Derided in many parts of China, cooking from the northeast Dongbei region is featured at an increasing number of restaurants in Flushing, Queens, which are written up in the New York Times:
Dongbei, once known as Manchuria, stretches up toward Siberia from Beijing. Once a hotly contested pawn of empires and a flourishing industrial region, it has slid toward becoming China’s Rust Belt since the 1980s. Many of its young people now seek their fortunes elsewhere, including Flushing, where the regional cooking of China keeps putting out new and fascinating branches.
The region’s rich and warming food is especially welcome at this time of year.

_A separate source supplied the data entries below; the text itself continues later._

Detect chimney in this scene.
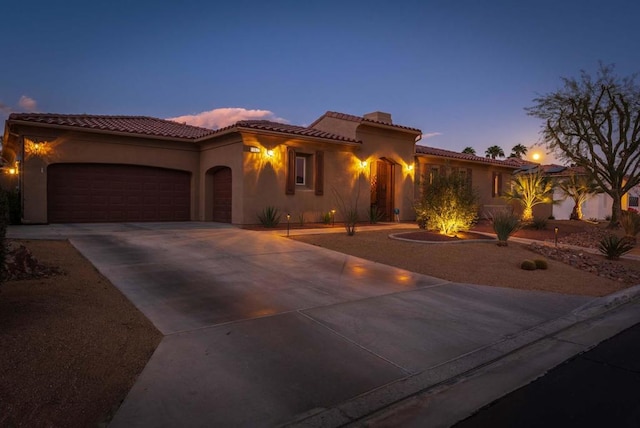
[364,111,393,125]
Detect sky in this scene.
[0,0,640,163]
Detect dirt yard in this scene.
[0,241,162,427]
[292,222,640,296]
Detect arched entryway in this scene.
[210,166,233,223]
[371,158,396,221]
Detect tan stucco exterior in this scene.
[3,112,513,225]
[416,154,515,218]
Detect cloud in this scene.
[18,95,38,112]
[0,102,13,114]
[167,107,288,129]
[422,132,442,140]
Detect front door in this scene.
[212,167,233,223]
[371,159,394,221]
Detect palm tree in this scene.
[509,144,529,159]
[558,174,602,220]
[503,171,554,221]
[484,146,504,159]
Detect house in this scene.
[2,111,516,225]
[415,145,522,218]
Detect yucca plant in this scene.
[598,235,633,260]
[620,211,640,244]
[503,171,554,221]
[491,211,522,247]
[257,205,280,227]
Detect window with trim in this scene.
[429,166,440,184]
[285,147,324,196]
[296,154,309,186]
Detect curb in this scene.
[281,285,640,428]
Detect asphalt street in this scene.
[454,324,640,428]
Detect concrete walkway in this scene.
[7,223,640,427]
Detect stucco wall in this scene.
[356,122,417,221]
[234,135,366,224]
[416,155,512,217]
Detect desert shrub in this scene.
[529,217,547,230]
[491,211,521,247]
[533,259,549,270]
[598,235,633,260]
[502,171,554,221]
[414,174,478,235]
[369,205,384,224]
[620,211,640,243]
[257,205,280,227]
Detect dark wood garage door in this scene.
[47,164,191,223]
[213,167,232,223]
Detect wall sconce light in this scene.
[6,161,20,175]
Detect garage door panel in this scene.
[47,164,191,223]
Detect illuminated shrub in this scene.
[414,174,478,235]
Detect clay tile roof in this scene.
[9,113,215,140]
[310,111,422,133]
[211,120,360,143]
[416,144,526,168]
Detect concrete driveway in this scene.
[8,223,593,427]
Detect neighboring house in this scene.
[2,112,515,225]
[415,145,523,217]
[516,164,640,220]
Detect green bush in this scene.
[598,235,633,260]
[529,217,547,230]
[491,211,521,247]
[414,173,478,235]
[533,259,549,270]
[257,205,280,227]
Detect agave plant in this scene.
[257,205,280,227]
[598,235,633,260]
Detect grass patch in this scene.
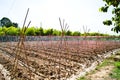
[110,62,120,80]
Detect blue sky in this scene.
[0,0,117,34]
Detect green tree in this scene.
[73,31,81,36]
[1,17,13,27]
[99,0,120,33]
[0,17,18,27]
[6,26,19,36]
[65,30,72,36]
[44,28,53,36]
[25,27,36,36]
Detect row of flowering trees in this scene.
[0,26,108,36]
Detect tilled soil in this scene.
[86,65,114,80]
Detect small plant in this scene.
[115,62,120,69]
[77,77,87,80]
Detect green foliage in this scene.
[25,27,36,36]
[99,0,120,33]
[0,26,109,36]
[44,28,53,36]
[0,17,18,27]
[65,30,72,36]
[77,77,87,80]
[6,26,19,36]
[72,31,81,36]
[110,62,120,80]
[53,29,61,36]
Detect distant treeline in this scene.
[0,26,109,36]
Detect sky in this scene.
[0,0,115,34]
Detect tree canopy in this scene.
[99,0,120,33]
[0,26,109,36]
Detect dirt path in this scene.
[78,54,120,80]
[86,65,114,80]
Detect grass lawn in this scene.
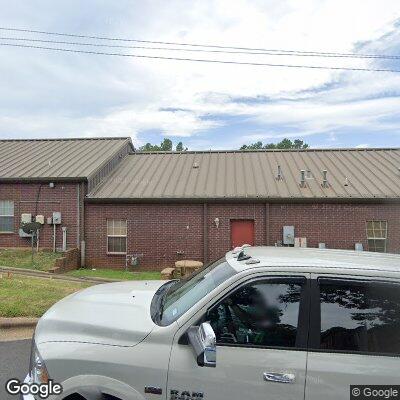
[0,249,61,271]
[68,268,161,281]
[0,274,90,317]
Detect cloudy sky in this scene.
[0,0,400,149]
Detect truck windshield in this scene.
[157,257,236,326]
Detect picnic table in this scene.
[175,260,203,277]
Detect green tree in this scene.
[175,142,187,151]
[240,138,309,150]
[139,138,187,152]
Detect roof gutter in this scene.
[0,176,87,183]
[85,197,400,204]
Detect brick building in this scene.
[0,138,400,269]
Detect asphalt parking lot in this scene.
[0,340,31,400]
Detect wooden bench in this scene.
[161,267,175,280]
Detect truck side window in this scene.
[320,280,400,355]
[207,280,302,347]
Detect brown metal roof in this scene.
[0,137,130,180]
[88,149,400,201]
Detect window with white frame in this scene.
[107,219,127,254]
[0,200,14,232]
[367,221,387,253]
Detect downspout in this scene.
[76,183,81,249]
[80,182,86,267]
[264,203,270,246]
[203,203,208,264]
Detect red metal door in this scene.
[231,219,254,248]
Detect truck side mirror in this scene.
[188,322,217,367]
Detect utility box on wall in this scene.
[53,211,61,225]
[283,225,294,246]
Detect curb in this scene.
[0,318,39,329]
[0,266,119,283]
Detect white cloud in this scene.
[0,0,400,147]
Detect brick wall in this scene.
[0,182,83,248]
[270,203,400,253]
[85,203,400,269]
[208,203,265,261]
[85,204,203,269]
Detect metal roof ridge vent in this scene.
[321,169,329,188]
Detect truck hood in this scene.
[35,281,166,346]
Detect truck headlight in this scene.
[29,340,49,385]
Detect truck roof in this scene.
[226,246,400,274]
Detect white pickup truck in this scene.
[22,247,400,400]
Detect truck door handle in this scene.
[263,372,296,383]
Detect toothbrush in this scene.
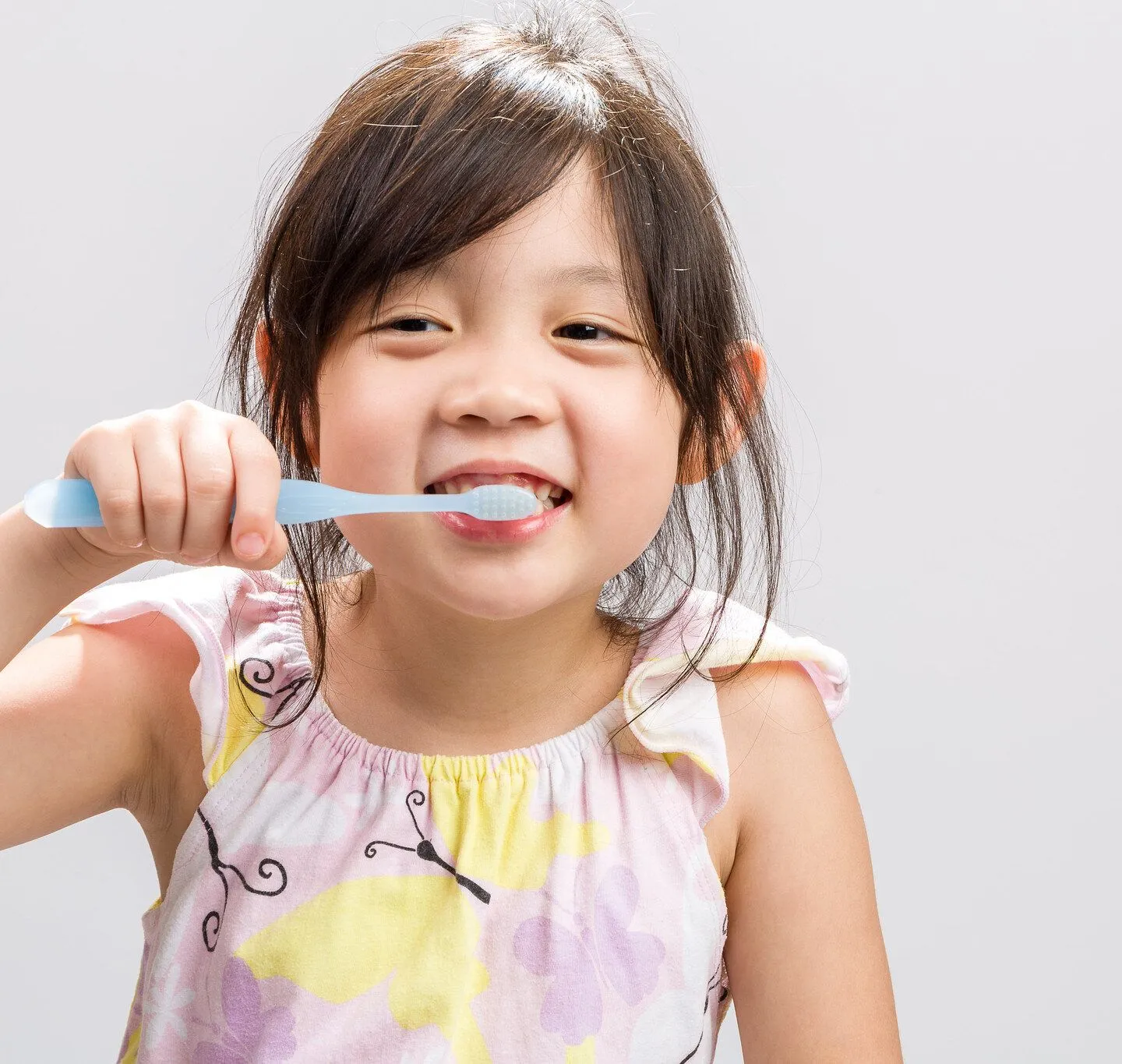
[23,477,538,528]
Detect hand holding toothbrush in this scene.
[23,400,538,569]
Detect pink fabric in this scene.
[58,568,849,1064]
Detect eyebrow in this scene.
[538,263,624,291]
[422,260,625,292]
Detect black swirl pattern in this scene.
[364,790,490,905]
[202,809,288,953]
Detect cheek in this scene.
[319,363,418,492]
[584,376,681,536]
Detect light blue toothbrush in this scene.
[23,477,538,528]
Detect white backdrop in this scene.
[0,0,1122,1064]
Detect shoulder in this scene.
[718,660,900,1062]
[711,661,849,852]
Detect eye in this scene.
[378,317,439,332]
[558,321,623,340]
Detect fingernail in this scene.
[235,532,265,558]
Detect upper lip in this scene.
[429,458,569,492]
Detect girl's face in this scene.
[318,161,683,620]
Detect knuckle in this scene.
[187,469,234,502]
[143,487,185,515]
[94,488,140,521]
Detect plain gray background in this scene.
[0,0,1122,1064]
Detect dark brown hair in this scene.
[222,0,783,741]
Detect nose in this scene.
[439,337,561,426]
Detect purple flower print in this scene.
[514,864,666,1046]
[194,957,296,1064]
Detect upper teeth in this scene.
[432,472,564,503]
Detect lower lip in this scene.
[433,498,572,543]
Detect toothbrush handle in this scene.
[266,479,454,524]
[23,477,459,528]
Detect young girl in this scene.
[0,3,900,1064]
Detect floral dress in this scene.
[64,567,849,1064]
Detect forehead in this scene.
[396,159,624,294]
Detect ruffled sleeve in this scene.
[623,588,849,825]
[59,566,294,788]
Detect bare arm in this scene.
[0,401,288,849]
[0,503,134,671]
[718,663,902,1064]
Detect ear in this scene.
[253,321,319,468]
[676,340,767,484]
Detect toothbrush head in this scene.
[458,484,538,521]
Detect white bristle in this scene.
[461,484,538,521]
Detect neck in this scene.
[304,571,637,755]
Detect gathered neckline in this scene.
[266,579,647,781]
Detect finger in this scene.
[63,422,145,546]
[179,413,234,564]
[230,418,280,561]
[132,413,187,554]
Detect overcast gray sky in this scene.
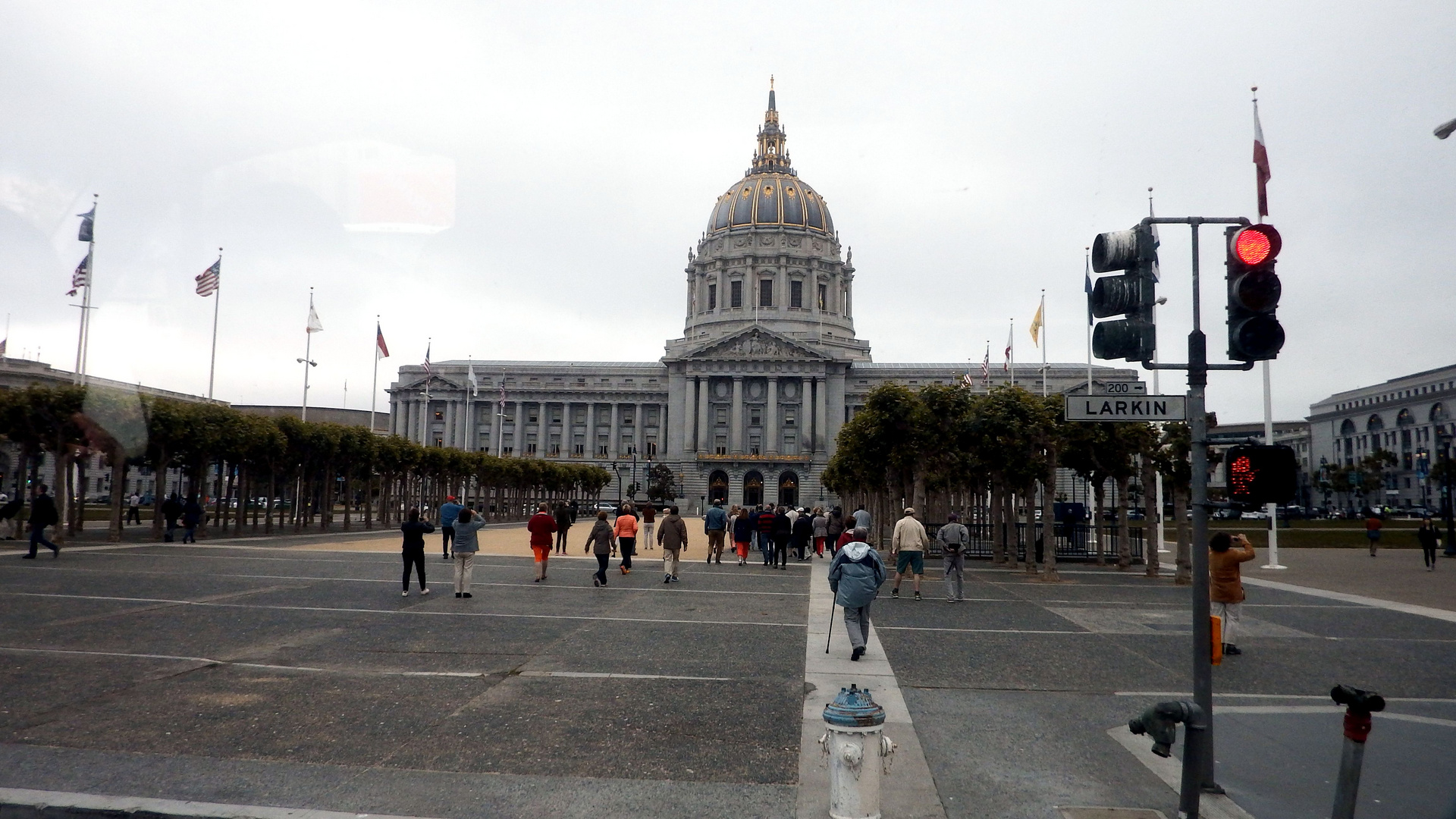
[0,0,1456,419]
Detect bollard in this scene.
[818,685,896,819]
[1329,685,1385,819]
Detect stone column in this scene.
[763,376,779,455]
[682,376,698,455]
[728,376,742,455]
[814,379,828,452]
[698,376,714,452]
[607,400,622,460]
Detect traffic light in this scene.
[1087,224,1157,362]
[1226,444,1299,506]
[1225,224,1284,362]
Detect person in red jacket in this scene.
[526,503,556,583]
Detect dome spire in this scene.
[748,74,793,174]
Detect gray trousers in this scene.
[845,601,874,648]
[940,551,965,601]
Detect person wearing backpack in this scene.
[935,512,971,604]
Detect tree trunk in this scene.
[1117,475,1133,568]
[1174,485,1192,586]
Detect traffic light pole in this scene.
[1143,215,1254,799]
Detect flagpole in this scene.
[207,248,223,400]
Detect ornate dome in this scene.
[708,80,834,236]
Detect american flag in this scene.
[196,258,223,297]
[65,253,90,296]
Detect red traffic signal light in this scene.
[1226,444,1299,506]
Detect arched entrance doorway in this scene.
[779,472,799,506]
[708,469,728,503]
[742,471,763,506]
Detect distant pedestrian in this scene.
[789,513,814,563]
[1209,532,1257,656]
[182,494,207,544]
[642,501,657,551]
[162,493,182,544]
[399,509,435,598]
[556,501,575,555]
[440,495,464,560]
[526,501,556,583]
[703,500,728,563]
[810,507,828,557]
[20,484,61,560]
[935,512,971,604]
[657,506,687,583]
[453,507,485,598]
[1366,509,1385,557]
[774,503,793,571]
[828,529,885,661]
[1415,517,1442,571]
[891,507,930,601]
[755,503,777,567]
[611,503,638,574]
[582,509,617,586]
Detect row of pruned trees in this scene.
[0,384,610,539]
[824,384,1191,583]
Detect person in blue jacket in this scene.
[828,528,885,661]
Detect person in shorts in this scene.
[890,507,930,601]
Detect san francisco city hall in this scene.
[389,89,1138,510]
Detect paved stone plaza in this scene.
[0,528,1456,819]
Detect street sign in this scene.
[1067,395,1188,421]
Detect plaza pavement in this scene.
[0,528,1456,819]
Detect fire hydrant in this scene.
[818,685,896,819]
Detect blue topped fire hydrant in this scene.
[820,685,896,819]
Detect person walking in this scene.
[20,484,61,560]
[703,500,728,563]
[657,506,687,583]
[810,507,828,558]
[440,495,464,560]
[774,503,793,571]
[1209,532,1257,656]
[453,506,485,598]
[582,509,617,586]
[642,500,657,551]
[789,512,814,563]
[526,501,556,583]
[556,501,573,555]
[611,503,638,574]
[891,507,930,601]
[1415,517,1442,571]
[399,509,435,598]
[935,512,971,604]
[755,503,777,567]
[162,493,182,544]
[828,529,885,661]
[1366,509,1385,557]
[733,509,755,566]
[182,495,206,544]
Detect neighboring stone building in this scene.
[389,89,1138,509]
[1309,364,1456,509]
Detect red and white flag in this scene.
[1254,98,1269,218]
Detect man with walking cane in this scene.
[828,529,885,661]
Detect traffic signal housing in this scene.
[1087,224,1157,362]
[1225,444,1299,506]
[1225,224,1284,362]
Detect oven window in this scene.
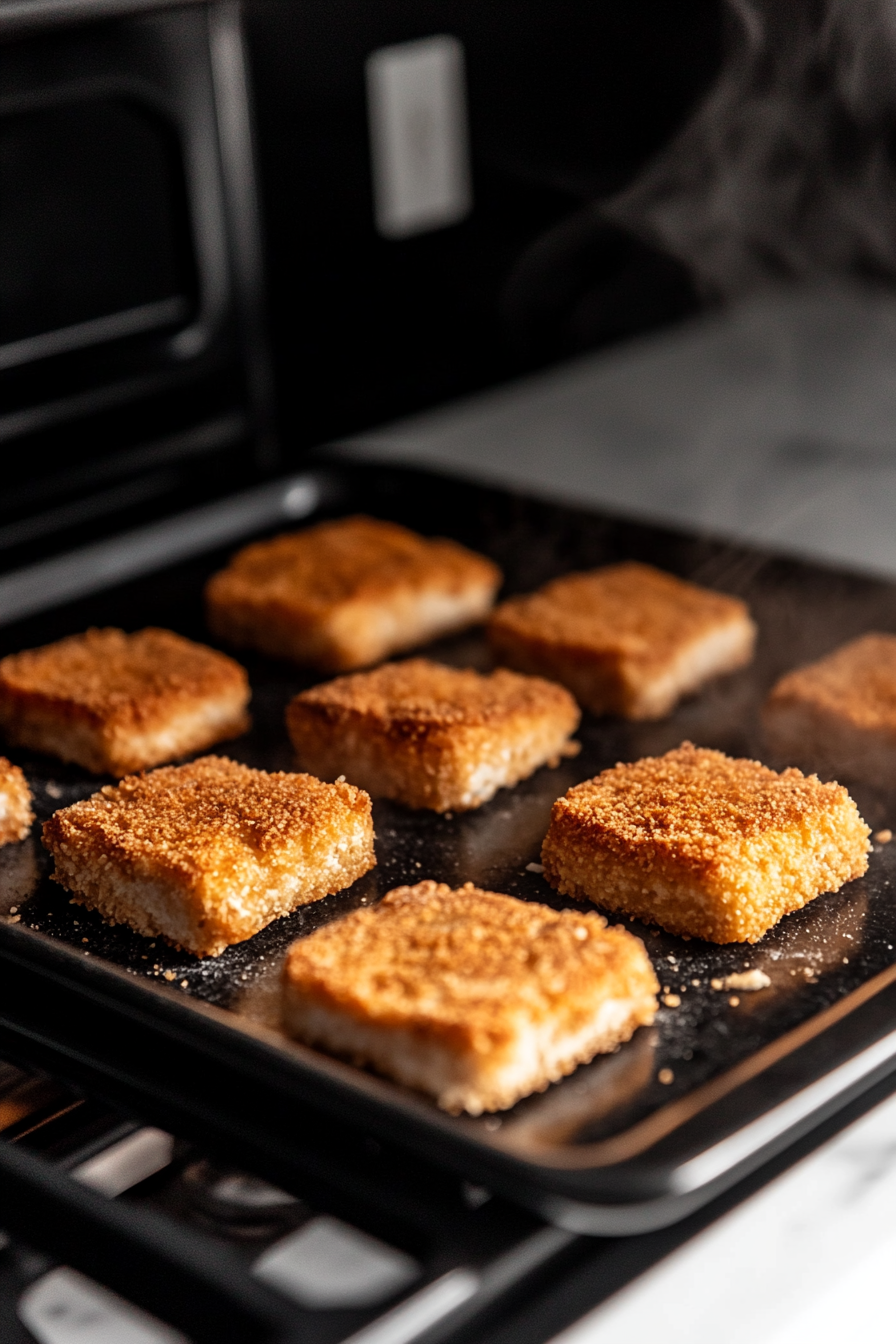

Saturday will be New Year’s Eve on the Chinese calendar. At her restaurant Golden Palace, Jing Guang will make the soy-and-sugar-pickled pigs’ feet considered auspicious in her native province of Liaoning, in the far northeast of China. “The hoof can hold onto the things you want in the New Year,” she said. “Like children, and money,” she added, smiling.
At midnight, she will begin boiling fat homemade dumplings filled with pork and suan cai, pickled cabbage. Ms. Guang has what pastry chefs call a “white thumb” — a talent for working with flour. That’s important in Dongbei cooking. Along with dumplings there is bread. Lots and lots of bread: tortilla-thin pancakes, puffy steamed buns, stuffed rounds called bing and even steamed corn bread.